Premier Berejiklian even announced  that  restrictions would stay in place until a vaccination was found. No doubt told that an early or indeed any discovery was in no way assured, she backtracked.

Then on Holy Saturday, the peace over the exquisitely beautiful and unusually placid waters off Bondi was disrupted by instructions shrieked into a loud hailer by a rotund gauleiter who was charged with closing the path to Tamarama.

She gratuitously ordered a startled  youth on a surfboard, totally alone in the water and well out, to return immediately to shore.

In the meantime, it is commonplace to see police breaking up illegal gatherings. Christopher Woodley described one in the Sydney Morning Herald. It arose when his wife, her 65-year-old brother and 89-year-old father were out for a walk and they decided to take a rest while ‘dad got his breath’.

Everywhere politicians and police are showing signs of similar authoritarianism. It is as if some dictator, some Mussolini, Mao or indeed Xi Jinping had moved into Government House.

What on earth has this nonsense to do with fighting the Wuhan virus?

But there is even worse.

Without preparation or proper debate in a parliament miniaturised to protect the bulk of our priceless politicians, much of the productive part of the nation has been both closed down and saddled with a mountain of debt threatening the very stability of the currency. With the bloated public sector wholly protected, the lives of the people are being controlled minutely and unnecessarily with most of the mainstream media transfixed by and even lauding this unchallenged and unbelievably negligent exercise of naked power.

Reopening the real economy is urgent, but the politicians are unlikely to move on this until President Trump does, even if the American mainstream media misuse the re-opening to carry on their campaign against him.

The other thing is for the federal government to do its duty and speedily extract fair reparations from Beijing. Most ways which will be suggested are, unfortunately, a waste of time.

First, foreign governments, or sovereigns, are immune from legal action in our or any nation’s courts. None of the small exceptions are applicable.

Second, none of the international governance venues, the United Nations, the World Health Organisation, World Court, etc. — all perfect on paper— will work. They all depend on Beijing’s consent or not using pressure on weak and dependent governments. Even where Beijing was legally subject to the jurisdiction of an international tribunal — that in relation to the South China Sea — Beijing has cavalierly ignored the judgement.
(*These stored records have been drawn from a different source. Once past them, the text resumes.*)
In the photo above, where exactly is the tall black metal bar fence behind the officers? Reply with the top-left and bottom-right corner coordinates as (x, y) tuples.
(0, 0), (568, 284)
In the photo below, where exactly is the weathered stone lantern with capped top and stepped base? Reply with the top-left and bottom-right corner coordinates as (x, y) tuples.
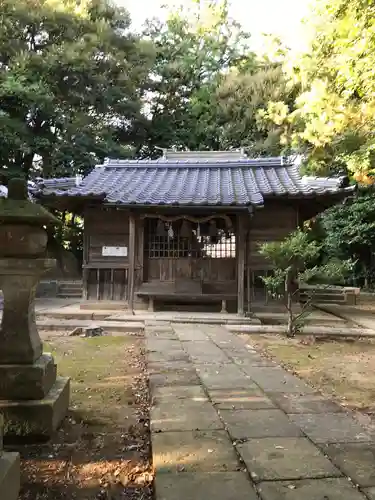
(0, 179), (69, 441)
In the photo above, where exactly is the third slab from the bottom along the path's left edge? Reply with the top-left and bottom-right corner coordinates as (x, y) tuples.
(151, 400), (224, 431)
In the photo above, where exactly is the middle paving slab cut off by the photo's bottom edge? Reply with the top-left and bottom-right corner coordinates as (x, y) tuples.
(258, 479), (365, 500)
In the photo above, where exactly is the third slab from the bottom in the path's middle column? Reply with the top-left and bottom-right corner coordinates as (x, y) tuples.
(220, 410), (302, 439)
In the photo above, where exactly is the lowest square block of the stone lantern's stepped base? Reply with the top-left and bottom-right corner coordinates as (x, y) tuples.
(0, 377), (70, 443)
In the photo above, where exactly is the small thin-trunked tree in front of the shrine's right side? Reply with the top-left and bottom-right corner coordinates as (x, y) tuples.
(259, 230), (352, 337)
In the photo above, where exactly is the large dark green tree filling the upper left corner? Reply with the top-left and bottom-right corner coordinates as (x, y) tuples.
(0, 0), (150, 177)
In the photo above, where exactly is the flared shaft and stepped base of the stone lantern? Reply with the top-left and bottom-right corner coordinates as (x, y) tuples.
(0, 258), (69, 441)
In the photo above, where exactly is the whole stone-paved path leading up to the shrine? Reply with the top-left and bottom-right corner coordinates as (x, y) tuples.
(146, 324), (375, 500)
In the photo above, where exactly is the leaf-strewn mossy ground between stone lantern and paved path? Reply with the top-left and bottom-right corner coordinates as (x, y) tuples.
(7, 334), (152, 500)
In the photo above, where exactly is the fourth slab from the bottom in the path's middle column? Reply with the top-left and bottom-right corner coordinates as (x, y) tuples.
(209, 386), (276, 410)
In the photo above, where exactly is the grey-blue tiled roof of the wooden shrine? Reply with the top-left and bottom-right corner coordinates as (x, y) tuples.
(39, 154), (352, 206)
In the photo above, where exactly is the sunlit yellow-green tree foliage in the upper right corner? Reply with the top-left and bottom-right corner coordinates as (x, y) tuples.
(260, 0), (375, 177)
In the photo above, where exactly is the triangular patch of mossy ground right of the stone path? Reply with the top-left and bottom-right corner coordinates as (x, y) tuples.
(242, 335), (375, 415)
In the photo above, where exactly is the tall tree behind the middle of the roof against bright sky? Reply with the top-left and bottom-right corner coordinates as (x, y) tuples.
(141, 0), (255, 155)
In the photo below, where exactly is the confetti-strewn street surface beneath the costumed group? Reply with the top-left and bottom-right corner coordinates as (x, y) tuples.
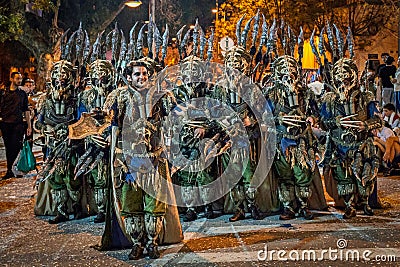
(0, 140), (400, 267)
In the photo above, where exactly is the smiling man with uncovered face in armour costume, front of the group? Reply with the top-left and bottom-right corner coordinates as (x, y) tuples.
(106, 57), (179, 260)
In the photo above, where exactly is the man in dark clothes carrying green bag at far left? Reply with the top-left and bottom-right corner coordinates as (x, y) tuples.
(0, 72), (32, 180)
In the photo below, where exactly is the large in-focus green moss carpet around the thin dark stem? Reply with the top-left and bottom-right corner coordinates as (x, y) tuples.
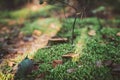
(30, 18), (120, 80)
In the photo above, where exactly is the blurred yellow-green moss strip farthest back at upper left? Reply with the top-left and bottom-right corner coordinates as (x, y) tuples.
(10, 5), (56, 19)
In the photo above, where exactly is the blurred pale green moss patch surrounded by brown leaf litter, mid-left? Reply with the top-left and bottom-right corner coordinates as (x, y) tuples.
(21, 18), (61, 34)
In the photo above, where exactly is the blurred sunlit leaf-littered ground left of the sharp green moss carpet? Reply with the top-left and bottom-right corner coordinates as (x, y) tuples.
(0, 5), (61, 80)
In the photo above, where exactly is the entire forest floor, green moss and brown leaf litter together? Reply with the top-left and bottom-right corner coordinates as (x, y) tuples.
(0, 5), (120, 80)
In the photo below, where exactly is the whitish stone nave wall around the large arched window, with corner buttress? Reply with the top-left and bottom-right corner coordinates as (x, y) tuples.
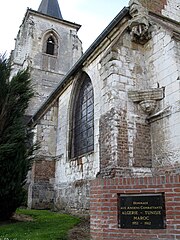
(35, 12), (179, 212)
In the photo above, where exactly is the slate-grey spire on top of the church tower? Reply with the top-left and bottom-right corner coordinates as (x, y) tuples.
(38, 0), (63, 19)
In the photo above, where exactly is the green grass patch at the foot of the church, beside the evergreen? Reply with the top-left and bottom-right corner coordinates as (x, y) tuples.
(0, 209), (80, 240)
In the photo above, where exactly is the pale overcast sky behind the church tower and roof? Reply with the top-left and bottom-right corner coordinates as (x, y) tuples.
(0, 0), (129, 53)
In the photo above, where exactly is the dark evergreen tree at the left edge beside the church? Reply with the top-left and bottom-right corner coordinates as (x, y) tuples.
(0, 56), (33, 220)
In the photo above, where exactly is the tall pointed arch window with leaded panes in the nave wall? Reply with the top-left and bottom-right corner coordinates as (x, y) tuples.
(71, 74), (94, 157)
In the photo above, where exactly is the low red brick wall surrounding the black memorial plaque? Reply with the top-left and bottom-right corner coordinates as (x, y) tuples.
(90, 174), (180, 240)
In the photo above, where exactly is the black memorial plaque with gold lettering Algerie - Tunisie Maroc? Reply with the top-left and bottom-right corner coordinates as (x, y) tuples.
(119, 194), (165, 229)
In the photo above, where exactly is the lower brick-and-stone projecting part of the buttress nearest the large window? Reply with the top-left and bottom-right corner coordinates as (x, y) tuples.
(99, 108), (128, 171)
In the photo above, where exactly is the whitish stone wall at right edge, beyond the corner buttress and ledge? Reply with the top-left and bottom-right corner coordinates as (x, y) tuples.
(146, 21), (180, 167)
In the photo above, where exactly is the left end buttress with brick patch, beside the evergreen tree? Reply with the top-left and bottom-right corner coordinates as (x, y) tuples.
(28, 103), (58, 209)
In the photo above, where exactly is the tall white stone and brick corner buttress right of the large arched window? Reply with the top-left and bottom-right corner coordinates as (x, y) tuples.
(94, 27), (156, 177)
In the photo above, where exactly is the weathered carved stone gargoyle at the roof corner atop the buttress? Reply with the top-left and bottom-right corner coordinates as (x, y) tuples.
(129, 0), (151, 44)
In place of the rule of law, communists believe in the rule of the party.

There is one way and one way only.

This is a Nuremberg-style solution with a commission or tribunal set up under treaty with the United States and similar powers.

Mandated to move quickly, the commission would determine responsibility for the damage done and make both interim and final awards of damages.

The Treaty should provide that were a state to be found to be responsible for damages and then to default, property controlled by the defaulting government,  whether or not vested in personal or corporate ownership, could be taken in settlement.

Apart from our regaining premium and strategic assets, such an outcome might make Beijing think twice about weaponising biology.